Three of the criticals (CVE-2019-1937, CVE-2019-1938, CVE-2019-1974) relate to authentication bypass vulnerabilities affecting the following products:
- UCS Director and Cisco UCS Director Express for Big Data.
- IMC Supervisor, Cisco UCS Director, and Cisco UCS Director Express for Big Data.
- Integrated Management Controller Supervisor, Cisco UCS Director, and Cisco UCS Director Express for Big Data.
All are remotely exploitable, resulting in the CVSS score of 9.8, which could allow “an attacker to gain full administrative access to the affected device.”
The fourth (CVE-2019-1935, also a 9.8) affects the Integrated Management Controller Supervisor, Cisco UCS Director, and Cisco UCS Director Express for Big Data.
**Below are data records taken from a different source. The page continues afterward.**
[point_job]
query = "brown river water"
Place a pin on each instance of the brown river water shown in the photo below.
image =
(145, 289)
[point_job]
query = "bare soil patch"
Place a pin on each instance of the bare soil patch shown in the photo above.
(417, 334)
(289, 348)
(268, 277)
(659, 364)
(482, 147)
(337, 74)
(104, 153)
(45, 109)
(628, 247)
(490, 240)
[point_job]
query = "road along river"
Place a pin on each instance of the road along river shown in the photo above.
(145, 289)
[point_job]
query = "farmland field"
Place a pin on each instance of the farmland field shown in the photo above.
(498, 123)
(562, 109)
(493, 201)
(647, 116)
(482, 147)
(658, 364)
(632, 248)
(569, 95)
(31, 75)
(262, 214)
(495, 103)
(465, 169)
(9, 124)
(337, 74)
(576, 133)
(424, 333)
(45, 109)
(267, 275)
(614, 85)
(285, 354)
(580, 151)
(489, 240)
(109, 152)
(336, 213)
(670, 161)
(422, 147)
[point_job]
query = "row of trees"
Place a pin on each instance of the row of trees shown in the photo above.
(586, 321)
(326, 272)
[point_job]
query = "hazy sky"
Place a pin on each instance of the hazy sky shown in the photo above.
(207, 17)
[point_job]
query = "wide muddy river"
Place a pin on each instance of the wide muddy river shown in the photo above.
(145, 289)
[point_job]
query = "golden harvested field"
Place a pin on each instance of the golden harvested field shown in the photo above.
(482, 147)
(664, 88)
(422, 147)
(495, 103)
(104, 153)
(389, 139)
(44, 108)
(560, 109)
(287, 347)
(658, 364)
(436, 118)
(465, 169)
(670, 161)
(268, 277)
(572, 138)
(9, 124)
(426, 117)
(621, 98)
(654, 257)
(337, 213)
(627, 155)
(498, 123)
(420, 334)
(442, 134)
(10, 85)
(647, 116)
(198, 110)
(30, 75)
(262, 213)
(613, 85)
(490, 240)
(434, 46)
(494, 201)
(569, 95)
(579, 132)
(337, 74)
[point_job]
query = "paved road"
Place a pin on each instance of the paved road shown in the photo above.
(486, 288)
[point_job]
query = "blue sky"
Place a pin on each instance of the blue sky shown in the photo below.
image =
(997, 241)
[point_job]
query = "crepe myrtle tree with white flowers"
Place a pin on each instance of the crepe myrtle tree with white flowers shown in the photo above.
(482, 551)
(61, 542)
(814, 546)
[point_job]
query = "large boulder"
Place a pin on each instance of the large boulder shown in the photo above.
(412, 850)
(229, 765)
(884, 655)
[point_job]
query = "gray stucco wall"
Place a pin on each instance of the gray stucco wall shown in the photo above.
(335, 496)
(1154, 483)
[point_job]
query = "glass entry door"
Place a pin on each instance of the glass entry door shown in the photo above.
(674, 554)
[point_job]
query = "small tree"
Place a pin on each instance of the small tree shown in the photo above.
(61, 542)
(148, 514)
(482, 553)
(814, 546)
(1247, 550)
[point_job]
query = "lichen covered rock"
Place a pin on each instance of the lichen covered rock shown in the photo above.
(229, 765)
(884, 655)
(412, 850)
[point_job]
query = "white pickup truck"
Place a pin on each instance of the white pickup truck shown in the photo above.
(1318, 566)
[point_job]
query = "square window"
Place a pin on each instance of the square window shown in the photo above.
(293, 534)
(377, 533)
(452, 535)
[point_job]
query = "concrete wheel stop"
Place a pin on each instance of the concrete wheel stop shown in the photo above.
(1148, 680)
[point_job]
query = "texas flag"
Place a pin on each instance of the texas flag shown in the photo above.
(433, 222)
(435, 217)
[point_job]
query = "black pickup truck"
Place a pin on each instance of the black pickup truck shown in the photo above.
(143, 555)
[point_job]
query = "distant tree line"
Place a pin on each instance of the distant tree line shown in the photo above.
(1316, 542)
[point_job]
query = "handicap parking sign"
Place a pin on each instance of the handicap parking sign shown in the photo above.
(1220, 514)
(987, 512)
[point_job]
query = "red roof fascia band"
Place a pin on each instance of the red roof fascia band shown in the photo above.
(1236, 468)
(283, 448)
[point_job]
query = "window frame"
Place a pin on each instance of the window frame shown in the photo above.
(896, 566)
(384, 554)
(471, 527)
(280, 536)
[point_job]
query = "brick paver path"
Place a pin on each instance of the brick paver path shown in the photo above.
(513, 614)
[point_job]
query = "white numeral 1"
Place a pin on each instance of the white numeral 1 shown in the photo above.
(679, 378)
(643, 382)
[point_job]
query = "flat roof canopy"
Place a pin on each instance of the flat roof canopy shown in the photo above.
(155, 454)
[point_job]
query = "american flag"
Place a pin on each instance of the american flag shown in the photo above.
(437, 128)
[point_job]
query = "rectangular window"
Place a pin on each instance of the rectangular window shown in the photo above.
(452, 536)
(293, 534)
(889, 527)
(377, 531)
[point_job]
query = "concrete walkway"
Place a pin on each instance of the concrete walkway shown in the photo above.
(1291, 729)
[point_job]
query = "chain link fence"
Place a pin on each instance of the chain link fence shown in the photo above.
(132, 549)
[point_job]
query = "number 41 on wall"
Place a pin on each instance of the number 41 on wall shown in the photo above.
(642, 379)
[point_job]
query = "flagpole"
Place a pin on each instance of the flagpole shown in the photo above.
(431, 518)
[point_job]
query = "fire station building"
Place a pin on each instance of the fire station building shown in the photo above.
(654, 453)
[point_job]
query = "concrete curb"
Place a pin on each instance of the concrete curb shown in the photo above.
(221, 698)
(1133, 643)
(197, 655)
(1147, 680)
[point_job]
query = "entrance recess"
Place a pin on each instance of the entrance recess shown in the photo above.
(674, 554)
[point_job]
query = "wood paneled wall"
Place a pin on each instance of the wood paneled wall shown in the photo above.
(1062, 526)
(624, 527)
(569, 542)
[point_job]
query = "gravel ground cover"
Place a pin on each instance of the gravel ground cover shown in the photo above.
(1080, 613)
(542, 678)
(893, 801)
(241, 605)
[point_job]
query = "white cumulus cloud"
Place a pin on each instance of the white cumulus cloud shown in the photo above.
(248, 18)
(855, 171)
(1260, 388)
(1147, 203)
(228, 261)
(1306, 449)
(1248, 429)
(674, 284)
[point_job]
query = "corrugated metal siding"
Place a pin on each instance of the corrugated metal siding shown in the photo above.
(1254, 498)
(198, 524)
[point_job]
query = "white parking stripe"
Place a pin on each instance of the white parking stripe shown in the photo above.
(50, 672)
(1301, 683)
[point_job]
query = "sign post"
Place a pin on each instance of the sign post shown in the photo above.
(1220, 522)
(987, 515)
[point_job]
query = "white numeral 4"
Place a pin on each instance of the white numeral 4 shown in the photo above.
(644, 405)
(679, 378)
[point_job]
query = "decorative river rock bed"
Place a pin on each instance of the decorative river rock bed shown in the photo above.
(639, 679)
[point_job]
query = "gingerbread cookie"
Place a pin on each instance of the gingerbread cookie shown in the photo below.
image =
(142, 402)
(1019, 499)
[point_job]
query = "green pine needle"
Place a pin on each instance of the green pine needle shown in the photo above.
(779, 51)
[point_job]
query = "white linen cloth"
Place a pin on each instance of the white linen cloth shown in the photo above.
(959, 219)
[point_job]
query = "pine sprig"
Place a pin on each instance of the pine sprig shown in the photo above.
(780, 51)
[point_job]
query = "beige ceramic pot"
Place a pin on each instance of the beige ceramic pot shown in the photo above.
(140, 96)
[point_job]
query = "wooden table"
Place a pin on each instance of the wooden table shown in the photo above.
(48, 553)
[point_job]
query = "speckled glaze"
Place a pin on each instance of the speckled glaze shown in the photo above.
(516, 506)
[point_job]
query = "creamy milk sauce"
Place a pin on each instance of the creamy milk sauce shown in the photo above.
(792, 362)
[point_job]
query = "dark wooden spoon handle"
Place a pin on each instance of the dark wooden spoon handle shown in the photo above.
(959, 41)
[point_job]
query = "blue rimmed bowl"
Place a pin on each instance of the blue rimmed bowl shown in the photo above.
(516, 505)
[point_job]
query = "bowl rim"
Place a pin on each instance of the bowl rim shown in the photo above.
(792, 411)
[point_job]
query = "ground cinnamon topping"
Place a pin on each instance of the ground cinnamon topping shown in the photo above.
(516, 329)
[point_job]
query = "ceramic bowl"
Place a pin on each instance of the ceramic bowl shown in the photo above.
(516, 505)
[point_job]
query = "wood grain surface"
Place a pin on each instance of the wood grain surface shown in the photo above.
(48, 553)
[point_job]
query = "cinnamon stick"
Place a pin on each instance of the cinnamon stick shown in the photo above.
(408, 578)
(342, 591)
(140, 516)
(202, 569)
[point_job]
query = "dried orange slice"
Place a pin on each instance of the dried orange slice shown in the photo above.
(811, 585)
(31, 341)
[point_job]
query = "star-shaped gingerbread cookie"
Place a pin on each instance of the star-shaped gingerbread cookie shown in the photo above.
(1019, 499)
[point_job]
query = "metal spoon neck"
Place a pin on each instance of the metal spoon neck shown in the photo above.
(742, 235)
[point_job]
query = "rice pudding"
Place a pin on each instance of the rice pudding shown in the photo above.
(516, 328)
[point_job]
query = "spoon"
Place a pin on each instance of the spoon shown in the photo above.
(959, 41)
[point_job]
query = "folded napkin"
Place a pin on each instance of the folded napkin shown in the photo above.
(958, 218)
This is described as a default credentials flaw which could allow an attacker to log into the command line interface using the SCP user account giving them “full read and write access to the system’s database.”
Reheats
In addition, the advisory mentions two other critical vulnerabilities (in addition to the 31), CVE-2019-1913 and CVE-2019-1912, but these are just updates to advisories from early August affecting the company’s 220 Series Smart Switches.
What appears to have changed since then is that Cisco has received word that public exploits are now available, although in both cases:
Cisco PSIRT is not aware of malicious use of the vulnerability that is described in this advisory.
That sounds comforting, but the fact that proof-of-concept code is out there raises the urgency of patching these flaws as soon as possible.
Insecure boot
Cisco also finds itself patching a high priority flaw (CVE-2019-1649) in the proprietary secure boot routine used by what appears to be a big chunk of the company’s well-known enterprise router and switching hardware.
This could allow an attacker to tamper with a device’s firmware, although admin access to the system would also be necessary for this.
In total, eight of the flaws classified as high priority relate to the possibility of command injection.
A final interesting flaw is CVE-2019-9506, Cisco’s fix for the industry-wide Bluetooth ‘KNOB’ key negotiation vulnerability made public at the recent USENIX symposium.
Mahhn
As good as it is that Cisco is patching all these serious exploits, If we had known just how many serious exploits they would have 2 years ago, it’s questionable that we would have renewed with them. Something their management should think about. All those backdoors for agencies that eventually get patched anyways, have been a bad investment.
5-10 years from now: Remember when the office phone company Cisco used to make network equipment?
I hope they do better, when they do work, their top notch.